Por fim, a afirmação da coluna da Revista segundo a qual Lula “trucida” o português revela uma ideologia segundo a qual – e infelizmente ainda muito corrente no imaginário popular – o português de Portugal é mais puro, melhor, mais correto que o do Brasil por se aproximar mais da gramática normativa. Vejamos um trecho primoroso da coluna de Nunes:
“Faz mais de 500 anos que o idioma oficial do Brasil chegou a bordo das primeiras caravelas. Mas os governantes da antiga colônia ainda não aprenderam a falar português.”
Àquele texto, segundo o qual Lula “trucida” o português, ainda subjaz um preconceito maior ainda: se o português do Brasil é inferior ao de Portugal, o português do nordestino é o pior do pior, já que o Nordeste é uma região historicamente estigmatizada no Brasil.

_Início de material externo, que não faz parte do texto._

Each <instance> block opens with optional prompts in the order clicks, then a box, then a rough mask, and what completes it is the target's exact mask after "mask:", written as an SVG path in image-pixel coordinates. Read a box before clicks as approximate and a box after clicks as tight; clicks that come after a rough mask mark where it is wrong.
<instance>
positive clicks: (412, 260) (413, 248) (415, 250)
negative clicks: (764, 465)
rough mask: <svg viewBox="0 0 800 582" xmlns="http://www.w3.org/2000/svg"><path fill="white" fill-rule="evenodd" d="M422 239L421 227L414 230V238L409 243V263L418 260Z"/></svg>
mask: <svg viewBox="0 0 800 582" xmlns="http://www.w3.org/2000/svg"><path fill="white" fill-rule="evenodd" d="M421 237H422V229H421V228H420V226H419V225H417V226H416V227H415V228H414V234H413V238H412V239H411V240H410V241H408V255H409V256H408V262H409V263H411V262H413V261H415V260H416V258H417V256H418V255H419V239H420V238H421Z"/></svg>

Acontece que a gramática normativa foi construída sobre as normas do português de Portugal e não sobre as do português do Brasil. E mais: as normas gramaticais nada mais são que a escolha de um certo tipo de variante, baseadas em alguns textos literários de uma determinada época. Portanto, nada mais arbitrário que a gramática normativa. Eu, como linguista, duvido muito que qualquer brasileiro, ou qualquer jornalista da Revista Veja, siga cegamente todas as regras dessa gramática, o que seria, no mínimo, ridículo.
Seguramente os professores de Coimbra, uma das universidades mais antigas do mundo, têm uma visão muito mais ampla sobre conhecimento, política e sobre a própria língua portuguesa que aquela restrita e distorcida visão de mundo que se apreende daquele texto infeliz."